A deep freeze looks set to spread across Britain, with many parts of the country likely to see snow as early as next week as an outburst in the Arctic could send temperatures plummeting towards the end of January .
The Met Office has warned that “severe frosts” and freezing conditions could be ahead across large parts of England and Wales in the coming weeks, with parts of north-east England and northern Scotland likely to see snow in the coming weeks.
In its long-range forecast, the weather service predicts that the white stuff could fall as early as Thursday, January 27, moving into early February.
When can we expect snow in Britain?
Although overall temperatures are forecast to be slightly above average, colder interludes are still possible from January 31 to February 14, with a chance of occasional snowfall, especially in the northern hills.
This period will likely see a gradual transition to more unstable conditions, the Met Office has warned.
The meteorological office said: “The heaviest rainfall is likely to occur in the northwest, particularly later in the period, while drier than average conditions are more likely to prevail in the southeast. , especially at the beginning of the period.
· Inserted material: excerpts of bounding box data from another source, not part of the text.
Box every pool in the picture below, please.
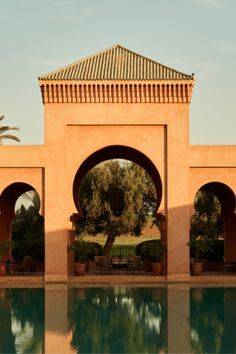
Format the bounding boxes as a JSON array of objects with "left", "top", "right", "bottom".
[{"left": 0, "top": 284, "right": 236, "bottom": 354}]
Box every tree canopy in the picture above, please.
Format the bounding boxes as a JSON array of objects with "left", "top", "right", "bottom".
[
  {"left": 191, "top": 190, "right": 223, "bottom": 240},
  {"left": 12, "top": 192, "right": 44, "bottom": 261},
  {"left": 77, "top": 160, "right": 156, "bottom": 254}
]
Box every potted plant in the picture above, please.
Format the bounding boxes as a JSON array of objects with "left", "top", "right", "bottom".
[
  {"left": 0, "top": 240, "right": 11, "bottom": 275},
  {"left": 188, "top": 235, "right": 213, "bottom": 275},
  {"left": 143, "top": 240, "right": 166, "bottom": 275},
  {"left": 70, "top": 237, "right": 89, "bottom": 275}
]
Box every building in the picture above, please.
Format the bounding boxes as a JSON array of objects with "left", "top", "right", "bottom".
[{"left": 0, "top": 45, "right": 236, "bottom": 282}]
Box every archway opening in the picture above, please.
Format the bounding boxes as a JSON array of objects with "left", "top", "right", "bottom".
[
  {"left": 73, "top": 146, "right": 162, "bottom": 272},
  {"left": 0, "top": 182, "right": 44, "bottom": 274},
  {"left": 190, "top": 182, "right": 236, "bottom": 271}
]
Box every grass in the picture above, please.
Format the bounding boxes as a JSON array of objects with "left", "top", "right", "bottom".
[{"left": 84, "top": 233, "right": 160, "bottom": 247}]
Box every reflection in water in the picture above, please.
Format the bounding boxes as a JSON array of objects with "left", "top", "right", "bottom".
[
  {"left": 0, "top": 289, "right": 44, "bottom": 354},
  {"left": 0, "top": 285, "right": 236, "bottom": 354},
  {"left": 190, "top": 288, "right": 236, "bottom": 353},
  {"left": 70, "top": 287, "right": 167, "bottom": 353}
]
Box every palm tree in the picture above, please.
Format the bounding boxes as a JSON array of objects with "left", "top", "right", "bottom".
[{"left": 0, "top": 116, "right": 20, "bottom": 145}]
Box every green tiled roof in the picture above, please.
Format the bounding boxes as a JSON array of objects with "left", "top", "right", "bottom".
[{"left": 39, "top": 45, "right": 193, "bottom": 81}]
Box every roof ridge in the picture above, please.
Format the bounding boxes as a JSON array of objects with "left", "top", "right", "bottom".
[
  {"left": 38, "top": 43, "right": 194, "bottom": 80},
  {"left": 38, "top": 44, "right": 122, "bottom": 79}
]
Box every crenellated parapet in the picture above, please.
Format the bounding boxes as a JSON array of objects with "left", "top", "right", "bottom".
[{"left": 40, "top": 80, "right": 194, "bottom": 103}]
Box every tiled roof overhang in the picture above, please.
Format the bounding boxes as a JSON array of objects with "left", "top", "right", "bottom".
[{"left": 39, "top": 45, "right": 193, "bottom": 81}]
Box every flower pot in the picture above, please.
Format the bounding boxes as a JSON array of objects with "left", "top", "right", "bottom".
[
  {"left": 86, "top": 259, "right": 96, "bottom": 272},
  {"left": 74, "top": 262, "right": 86, "bottom": 275},
  {"left": 144, "top": 259, "right": 152, "bottom": 272},
  {"left": 0, "top": 263, "right": 7, "bottom": 276},
  {"left": 152, "top": 263, "right": 162, "bottom": 275},
  {"left": 191, "top": 262, "right": 203, "bottom": 275}
]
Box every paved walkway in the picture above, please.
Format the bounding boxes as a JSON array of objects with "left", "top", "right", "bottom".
[{"left": 0, "top": 272, "right": 236, "bottom": 287}]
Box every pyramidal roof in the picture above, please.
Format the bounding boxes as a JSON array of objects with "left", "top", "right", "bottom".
[{"left": 39, "top": 44, "right": 193, "bottom": 81}]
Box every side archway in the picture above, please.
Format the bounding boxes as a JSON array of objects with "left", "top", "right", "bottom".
[
  {"left": 0, "top": 182, "right": 44, "bottom": 272},
  {"left": 192, "top": 181, "right": 236, "bottom": 262}
]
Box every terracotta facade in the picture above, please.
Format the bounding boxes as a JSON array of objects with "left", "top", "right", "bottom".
[{"left": 0, "top": 45, "right": 236, "bottom": 282}]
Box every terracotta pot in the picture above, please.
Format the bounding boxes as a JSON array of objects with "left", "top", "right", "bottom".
[
  {"left": 191, "top": 262, "right": 203, "bottom": 275},
  {"left": 86, "top": 259, "right": 96, "bottom": 272},
  {"left": 0, "top": 263, "right": 7, "bottom": 276},
  {"left": 144, "top": 259, "right": 152, "bottom": 272},
  {"left": 152, "top": 263, "right": 162, "bottom": 275},
  {"left": 74, "top": 262, "right": 86, "bottom": 275}
]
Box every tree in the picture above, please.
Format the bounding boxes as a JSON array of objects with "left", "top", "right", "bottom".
[
  {"left": 77, "top": 160, "right": 156, "bottom": 255},
  {"left": 0, "top": 116, "right": 20, "bottom": 145},
  {"left": 12, "top": 205, "right": 44, "bottom": 261},
  {"left": 190, "top": 190, "right": 223, "bottom": 246}
]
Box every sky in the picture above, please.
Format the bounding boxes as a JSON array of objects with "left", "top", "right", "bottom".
[{"left": 0, "top": 0, "right": 236, "bottom": 145}]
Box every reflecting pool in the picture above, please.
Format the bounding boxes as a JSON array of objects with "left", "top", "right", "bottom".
[{"left": 0, "top": 285, "right": 236, "bottom": 354}]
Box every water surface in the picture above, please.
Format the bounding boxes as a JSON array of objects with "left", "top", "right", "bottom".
[{"left": 0, "top": 285, "right": 236, "bottom": 354}]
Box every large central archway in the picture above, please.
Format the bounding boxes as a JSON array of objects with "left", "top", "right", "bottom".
[{"left": 73, "top": 145, "right": 163, "bottom": 214}]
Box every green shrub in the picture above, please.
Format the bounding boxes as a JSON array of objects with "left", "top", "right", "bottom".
[
  {"left": 12, "top": 239, "right": 44, "bottom": 262},
  {"left": 135, "top": 240, "right": 161, "bottom": 259},
  {"left": 204, "top": 240, "right": 224, "bottom": 262},
  {"left": 86, "top": 242, "right": 103, "bottom": 261}
]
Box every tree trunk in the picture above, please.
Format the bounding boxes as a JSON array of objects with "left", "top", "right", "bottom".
[{"left": 103, "top": 235, "right": 116, "bottom": 256}]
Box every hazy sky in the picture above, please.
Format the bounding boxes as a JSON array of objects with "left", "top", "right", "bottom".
[{"left": 0, "top": 0, "right": 236, "bottom": 144}]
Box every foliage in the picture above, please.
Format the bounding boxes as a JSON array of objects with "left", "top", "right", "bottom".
[
  {"left": 135, "top": 240, "right": 166, "bottom": 262},
  {"left": 76, "top": 160, "right": 156, "bottom": 251},
  {"left": 189, "top": 190, "right": 223, "bottom": 260},
  {"left": 70, "top": 237, "right": 89, "bottom": 263},
  {"left": 0, "top": 116, "right": 20, "bottom": 145},
  {"left": 21, "top": 190, "right": 40, "bottom": 212},
  {"left": 189, "top": 236, "right": 213, "bottom": 261},
  {"left": 203, "top": 240, "right": 224, "bottom": 262},
  {"left": 12, "top": 205, "right": 44, "bottom": 261},
  {"left": 86, "top": 242, "right": 103, "bottom": 260},
  {"left": 0, "top": 240, "right": 11, "bottom": 262},
  {"left": 190, "top": 191, "right": 223, "bottom": 239}
]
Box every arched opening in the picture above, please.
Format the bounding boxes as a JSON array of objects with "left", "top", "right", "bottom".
[
  {"left": 73, "top": 146, "right": 162, "bottom": 276},
  {"left": 190, "top": 182, "right": 236, "bottom": 270},
  {"left": 73, "top": 145, "right": 162, "bottom": 214},
  {"left": 0, "top": 182, "right": 44, "bottom": 274}
]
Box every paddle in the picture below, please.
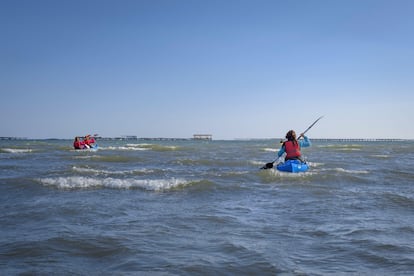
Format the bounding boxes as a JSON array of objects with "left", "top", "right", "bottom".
[{"left": 260, "top": 116, "right": 323, "bottom": 170}]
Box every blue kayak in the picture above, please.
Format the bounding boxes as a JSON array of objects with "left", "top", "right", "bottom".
[{"left": 276, "top": 160, "right": 309, "bottom": 173}]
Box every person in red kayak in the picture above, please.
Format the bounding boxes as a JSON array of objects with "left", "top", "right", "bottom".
[
  {"left": 83, "top": 134, "right": 95, "bottom": 148},
  {"left": 277, "top": 130, "right": 311, "bottom": 162},
  {"left": 73, "top": 136, "right": 85, "bottom": 149}
]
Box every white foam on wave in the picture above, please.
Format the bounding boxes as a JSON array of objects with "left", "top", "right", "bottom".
[
  {"left": 101, "top": 145, "right": 150, "bottom": 151},
  {"left": 334, "top": 168, "right": 369, "bottom": 174},
  {"left": 101, "top": 143, "right": 178, "bottom": 151},
  {"left": 264, "top": 148, "right": 279, "bottom": 152},
  {"left": 72, "top": 166, "right": 153, "bottom": 175},
  {"left": 39, "top": 176, "right": 191, "bottom": 191},
  {"left": 1, "top": 148, "right": 33, "bottom": 153}
]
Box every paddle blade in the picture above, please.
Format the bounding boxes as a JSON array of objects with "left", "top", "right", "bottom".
[{"left": 260, "top": 163, "right": 273, "bottom": 170}]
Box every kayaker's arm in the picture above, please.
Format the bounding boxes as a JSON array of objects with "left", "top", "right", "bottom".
[
  {"left": 299, "top": 135, "right": 312, "bottom": 148},
  {"left": 277, "top": 146, "right": 285, "bottom": 157}
]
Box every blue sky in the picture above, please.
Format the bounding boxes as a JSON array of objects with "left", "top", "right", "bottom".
[{"left": 0, "top": 0, "right": 414, "bottom": 139}]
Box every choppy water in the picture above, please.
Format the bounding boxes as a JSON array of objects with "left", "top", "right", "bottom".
[{"left": 0, "top": 140, "right": 414, "bottom": 275}]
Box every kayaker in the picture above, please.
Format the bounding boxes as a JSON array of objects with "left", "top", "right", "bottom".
[
  {"left": 73, "top": 136, "right": 85, "bottom": 149},
  {"left": 277, "top": 130, "right": 311, "bottom": 162},
  {"left": 83, "top": 134, "right": 95, "bottom": 148}
]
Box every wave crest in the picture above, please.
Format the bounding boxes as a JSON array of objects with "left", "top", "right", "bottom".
[{"left": 39, "top": 176, "right": 191, "bottom": 191}]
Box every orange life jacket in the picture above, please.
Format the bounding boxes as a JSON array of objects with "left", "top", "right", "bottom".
[{"left": 283, "top": 141, "right": 301, "bottom": 160}]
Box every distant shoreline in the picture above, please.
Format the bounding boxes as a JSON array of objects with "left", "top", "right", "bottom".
[{"left": 0, "top": 137, "right": 414, "bottom": 142}]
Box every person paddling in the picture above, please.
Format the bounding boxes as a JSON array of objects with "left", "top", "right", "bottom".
[
  {"left": 83, "top": 134, "right": 95, "bottom": 149},
  {"left": 73, "top": 136, "right": 85, "bottom": 149},
  {"left": 277, "top": 130, "right": 311, "bottom": 162}
]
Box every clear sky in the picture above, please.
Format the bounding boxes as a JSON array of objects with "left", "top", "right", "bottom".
[{"left": 0, "top": 0, "right": 414, "bottom": 139}]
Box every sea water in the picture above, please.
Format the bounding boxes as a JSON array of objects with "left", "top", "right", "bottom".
[{"left": 0, "top": 140, "right": 414, "bottom": 275}]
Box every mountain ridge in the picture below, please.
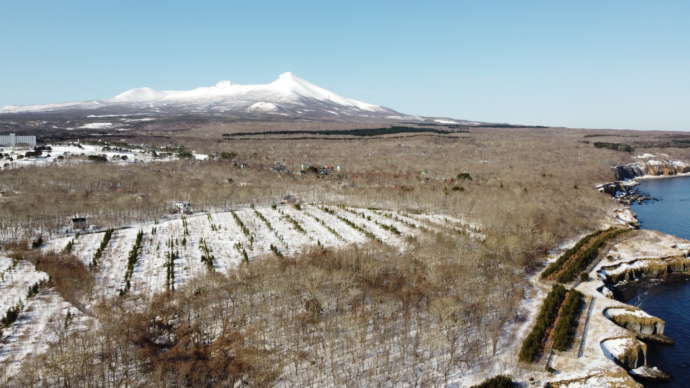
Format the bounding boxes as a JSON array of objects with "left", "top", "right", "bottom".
[{"left": 0, "top": 72, "right": 404, "bottom": 119}]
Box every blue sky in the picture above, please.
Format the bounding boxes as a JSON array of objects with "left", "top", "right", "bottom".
[{"left": 0, "top": 0, "right": 690, "bottom": 130}]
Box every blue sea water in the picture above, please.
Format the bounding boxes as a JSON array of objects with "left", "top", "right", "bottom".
[{"left": 628, "top": 177, "right": 690, "bottom": 388}]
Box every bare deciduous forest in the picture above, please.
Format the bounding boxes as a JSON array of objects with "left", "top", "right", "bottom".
[{"left": 0, "top": 125, "right": 682, "bottom": 386}]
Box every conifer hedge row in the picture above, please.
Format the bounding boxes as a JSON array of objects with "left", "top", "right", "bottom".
[
  {"left": 519, "top": 284, "right": 566, "bottom": 362},
  {"left": 553, "top": 290, "right": 583, "bottom": 351}
]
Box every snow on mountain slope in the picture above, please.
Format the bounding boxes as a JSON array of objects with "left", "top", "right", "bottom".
[{"left": 0, "top": 73, "right": 399, "bottom": 118}]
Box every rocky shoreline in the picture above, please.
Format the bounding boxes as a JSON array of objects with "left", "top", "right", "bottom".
[{"left": 547, "top": 154, "right": 690, "bottom": 388}]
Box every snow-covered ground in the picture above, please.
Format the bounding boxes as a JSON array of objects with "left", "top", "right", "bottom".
[
  {"left": 0, "top": 205, "right": 470, "bottom": 374},
  {"left": 0, "top": 257, "right": 88, "bottom": 374},
  {"left": 43, "top": 205, "right": 457, "bottom": 296},
  {"left": 0, "top": 143, "right": 208, "bottom": 169}
]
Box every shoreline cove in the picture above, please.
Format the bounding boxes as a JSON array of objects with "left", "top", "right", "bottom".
[{"left": 537, "top": 173, "right": 690, "bottom": 387}]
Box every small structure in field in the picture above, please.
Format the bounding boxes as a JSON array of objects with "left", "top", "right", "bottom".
[
  {"left": 72, "top": 217, "right": 89, "bottom": 230},
  {"left": 170, "top": 201, "right": 192, "bottom": 214},
  {"left": 0, "top": 133, "right": 36, "bottom": 147},
  {"left": 280, "top": 194, "right": 300, "bottom": 205}
]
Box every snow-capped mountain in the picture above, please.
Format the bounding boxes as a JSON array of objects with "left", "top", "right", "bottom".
[{"left": 0, "top": 73, "right": 411, "bottom": 119}]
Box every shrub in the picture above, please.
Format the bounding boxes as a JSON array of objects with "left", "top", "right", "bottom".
[
  {"left": 235, "top": 241, "right": 250, "bottom": 263},
  {"left": 0, "top": 302, "right": 24, "bottom": 327},
  {"left": 91, "top": 229, "right": 113, "bottom": 267},
  {"left": 62, "top": 237, "right": 76, "bottom": 254},
  {"left": 120, "top": 230, "right": 144, "bottom": 296},
  {"left": 199, "top": 238, "right": 216, "bottom": 271}
]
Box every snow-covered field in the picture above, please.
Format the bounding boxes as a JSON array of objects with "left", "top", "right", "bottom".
[
  {"left": 43, "top": 205, "right": 475, "bottom": 297},
  {"left": 0, "top": 143, "right": 208, "bottom": 169},
  {"left": 0, "top": 257, "right": 86, "bottom": 374},
  {"left": 0, "top": 205, "right": 477, "bottom": 374}
]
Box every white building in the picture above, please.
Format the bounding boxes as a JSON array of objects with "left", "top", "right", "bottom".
[{"left": 0, "top": 133, "right": 36, "bottom": 147}]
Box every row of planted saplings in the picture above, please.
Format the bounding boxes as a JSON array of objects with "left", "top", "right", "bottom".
[{"left": 519, "top": 284, "right": 584, "bottom": 362}]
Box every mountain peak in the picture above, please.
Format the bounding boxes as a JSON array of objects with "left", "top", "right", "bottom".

Episodes of strong winds are likely, mainly in the north.”
Will there be snow in February?
The high pressure is expected to be near or across the UK to start in February and then gradually decrease as we move through the month.
This means that bright or sunny periods may prevail first before giving way to increased risk of frost and fog. Although the start of February is not too cold, it seems to be a turbulent mix of wet and windy weather, with occasional bouts of ice and snow.
Forecasts suggest that outbreaks of rain and stronger winds can be expected later in the month, with “an increased likelihood of these pushing further south at times” with rain turning to snow at times.
Are there any safety warnings due to snowfall?
The cold can have an impact on health, especially in the elderly and those with health conditions affecting their heart or lungs, as low temperatures increase the risk of heart attacks, strokes and heart attacks. lung infections.
The UK Health and Security Agency has advised that people – especially in central and southern England – check their vulnerable neighbors during the big freeze.
He warned: “Remind vulnerable relatives and neighbors to heat their homes to at least 18C – particularly if they have reduced mobility, are 65 or older or have a medical condition. If they have to go out, it’s important that they wear shoes with good grip.”